Por: Seth J. Frantzman / En: Jpost / Traducción de Noticias de Israel

La política de Estados Unidos ha sido una mezcla de armas y mantequilla en Irak desde la invasión de 2003: ofrecer entrenamiento militar y armas e intentar darle adiestramiento a algunos funcionarios que Washington pensó que serían sus campeones en Bagdad. Pero en todo momento un pulpo iraní estaba al acecho, superando los intentos de los americanos de ejercer influencia en Bagdad, e incluso maniobrando a los candidatos apoyados por Irán para que asumieran el poder con el apoyo de Estados Unidos, engañando a Washington para hacer creer a Estados Unidos que había “ganado”. Mientras tanto, Irán jugaba el juego largo. Nuevos documentos iraníes filtrados parecen mostrar cómo lo hizo Irán.

Hoy en día, Estados Unidos sigue entrenando a algunos iraquíes, pero con el tiempo se dirige a una especie de salida. Los EE.UU. quieren apuntalar al Peshmerga en el Gobierno Regional del Kurdistán y también dejar una capa más competente de fuerzas de seguridad iraquíes, con buenas unidades como el Servicio Antiterrorista, para mantener a ISIS y a otros grupos bajo control. Pero Estados Unidos entiende que, a largo plazo, lo que salga de Irak será en gran medida por diseño iraní o como reacción a Irán; Estados Unidos simplemente no puede decidir a miles de kilómetros de distancia en Washington DC.

Como símbolo del problema, el 17 de noviembre se lanzaron cohetes contra la Zona Verde. Un montón de documentos analizados por The Intercept y compartidos con The New York Times revelan cómo Irán superó a Estados Unidos, señala Intercept. Aunque se sabía mucho de esto, las 700 páginas de documentos, traducidas del farsi, muestran nuevos detalles y, según el informe, muestran cómo Irán consiguió un control firme sobre Irak y lo está utilizando como una “puerta de entrada para el poder iraní” que ahora se extiende a través de Siria hasta el Líbano y amenaza cada vez más a Israel. Irak es ahora el “exterior cercano” de Irán, e Irán está construyendo su propio IRGC en Irak, llamado Unidades de Movilización Popular (UGP).

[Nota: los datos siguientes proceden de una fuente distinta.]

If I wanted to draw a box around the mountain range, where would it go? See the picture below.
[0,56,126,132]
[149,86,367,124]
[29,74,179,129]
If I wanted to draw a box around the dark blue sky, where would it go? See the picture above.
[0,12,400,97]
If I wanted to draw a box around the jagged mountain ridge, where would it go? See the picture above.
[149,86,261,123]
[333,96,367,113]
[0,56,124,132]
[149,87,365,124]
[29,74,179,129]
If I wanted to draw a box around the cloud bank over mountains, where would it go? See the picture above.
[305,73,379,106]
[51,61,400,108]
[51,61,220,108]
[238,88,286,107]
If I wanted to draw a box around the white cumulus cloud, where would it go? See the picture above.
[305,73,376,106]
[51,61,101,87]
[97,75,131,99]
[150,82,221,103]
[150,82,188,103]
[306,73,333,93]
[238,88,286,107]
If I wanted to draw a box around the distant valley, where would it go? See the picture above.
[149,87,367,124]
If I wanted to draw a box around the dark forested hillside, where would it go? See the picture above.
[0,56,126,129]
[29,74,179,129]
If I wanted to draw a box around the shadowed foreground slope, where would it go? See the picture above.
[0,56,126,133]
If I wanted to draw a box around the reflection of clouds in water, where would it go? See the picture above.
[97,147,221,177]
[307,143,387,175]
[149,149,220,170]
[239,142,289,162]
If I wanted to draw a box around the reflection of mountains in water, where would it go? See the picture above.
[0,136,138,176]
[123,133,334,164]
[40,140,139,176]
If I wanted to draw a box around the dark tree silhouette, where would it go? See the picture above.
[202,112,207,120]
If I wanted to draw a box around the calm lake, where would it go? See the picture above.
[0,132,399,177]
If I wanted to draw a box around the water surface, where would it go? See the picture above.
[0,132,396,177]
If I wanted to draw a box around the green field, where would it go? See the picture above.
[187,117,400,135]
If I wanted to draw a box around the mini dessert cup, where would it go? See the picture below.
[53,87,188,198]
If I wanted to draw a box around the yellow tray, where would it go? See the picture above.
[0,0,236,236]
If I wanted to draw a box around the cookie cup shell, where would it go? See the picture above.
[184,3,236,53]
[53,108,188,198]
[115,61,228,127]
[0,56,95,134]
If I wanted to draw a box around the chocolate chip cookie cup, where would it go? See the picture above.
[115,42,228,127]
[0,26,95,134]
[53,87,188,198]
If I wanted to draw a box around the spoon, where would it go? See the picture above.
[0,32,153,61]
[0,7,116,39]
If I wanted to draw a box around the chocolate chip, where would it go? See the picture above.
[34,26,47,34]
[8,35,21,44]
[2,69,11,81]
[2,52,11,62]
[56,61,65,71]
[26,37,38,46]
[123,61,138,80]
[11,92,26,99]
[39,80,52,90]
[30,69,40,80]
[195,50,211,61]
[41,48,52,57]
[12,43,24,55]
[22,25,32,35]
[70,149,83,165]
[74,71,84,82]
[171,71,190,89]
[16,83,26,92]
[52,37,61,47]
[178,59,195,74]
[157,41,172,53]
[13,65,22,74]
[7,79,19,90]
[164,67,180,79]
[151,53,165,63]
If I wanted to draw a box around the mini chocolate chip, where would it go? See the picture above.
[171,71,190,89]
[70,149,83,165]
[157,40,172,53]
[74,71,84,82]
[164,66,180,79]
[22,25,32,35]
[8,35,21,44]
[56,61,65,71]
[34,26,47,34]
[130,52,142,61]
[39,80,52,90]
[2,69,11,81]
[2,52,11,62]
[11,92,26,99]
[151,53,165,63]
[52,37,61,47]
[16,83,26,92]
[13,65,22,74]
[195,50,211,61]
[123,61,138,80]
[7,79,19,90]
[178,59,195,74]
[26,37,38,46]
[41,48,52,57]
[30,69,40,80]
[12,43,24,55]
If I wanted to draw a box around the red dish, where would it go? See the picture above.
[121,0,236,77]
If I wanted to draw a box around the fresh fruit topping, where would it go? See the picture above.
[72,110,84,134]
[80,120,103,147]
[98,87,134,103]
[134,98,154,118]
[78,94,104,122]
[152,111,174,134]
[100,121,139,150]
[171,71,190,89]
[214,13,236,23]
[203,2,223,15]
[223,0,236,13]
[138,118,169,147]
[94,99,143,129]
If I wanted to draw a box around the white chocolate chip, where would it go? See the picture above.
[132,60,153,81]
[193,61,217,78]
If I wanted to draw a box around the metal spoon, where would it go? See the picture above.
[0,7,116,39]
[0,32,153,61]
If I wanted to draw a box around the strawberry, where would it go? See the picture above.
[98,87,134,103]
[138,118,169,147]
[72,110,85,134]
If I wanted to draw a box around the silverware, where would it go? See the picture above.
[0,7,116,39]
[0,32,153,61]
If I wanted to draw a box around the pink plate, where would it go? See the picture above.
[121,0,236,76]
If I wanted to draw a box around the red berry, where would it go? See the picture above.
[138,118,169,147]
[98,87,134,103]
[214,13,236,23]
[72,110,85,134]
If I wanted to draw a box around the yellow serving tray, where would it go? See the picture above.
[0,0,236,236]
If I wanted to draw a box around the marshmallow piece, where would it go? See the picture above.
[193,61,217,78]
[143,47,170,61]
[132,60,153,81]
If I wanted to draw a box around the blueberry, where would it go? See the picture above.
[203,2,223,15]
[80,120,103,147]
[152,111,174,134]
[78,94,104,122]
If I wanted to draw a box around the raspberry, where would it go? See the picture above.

El archivo de documentos es de 2014-2015 y es de “funcionarios del Ministerio de Inteligencia y Seguridad de Irán”. 2014-2015 fue un año crucial porque fue cuando ISIS se tragó un tercio de Irak y amenazó a Bagdad. En respuesta, Irán envió asesores, y el ayatolá iraquí Ali Sistani pidió la movilización masiva de hombres chiítas para luchar. Esto se convirtió en la PMU, que pasó a formar parte de las fuerzas de seguridad iraquíes; ahora su partido es el segundo más grande de Irak.

2015 fue también el año del acuerdo con Irán cuando Washington y Teherán aparecieron en la misma página en Irak. Los Estados Unidos, bajo la administración de Obama, apoyaron al sectario chiíta Nouri al-Maliki, apoyado por Irán, como primer ministro, y luego apoyaron a su sustituto Haider al-Abadi. En ambos casos, Washington quería un “hombre fuerte” en Bagdad. Y ellos tienen uno. Pero también lo hizo Irán. Más tarde, Estados Unidos animaría a Abadi a atacar a los kurdos en Kirkuk, ayudando a Qasem Soleimani de Irán a tomar una región estratégica en Irak en 2017. Los EE.UU. pensaron que estaba empoderando a Bagdad para que fuera “nacionalista” y consiguieron que Abadi se reuniera con los saudíes. De hecho, Estados Unidos estaba apoyando la influencia de Irán, castigando a sus propios aliados kurdos con un método que se repetiría en Siria.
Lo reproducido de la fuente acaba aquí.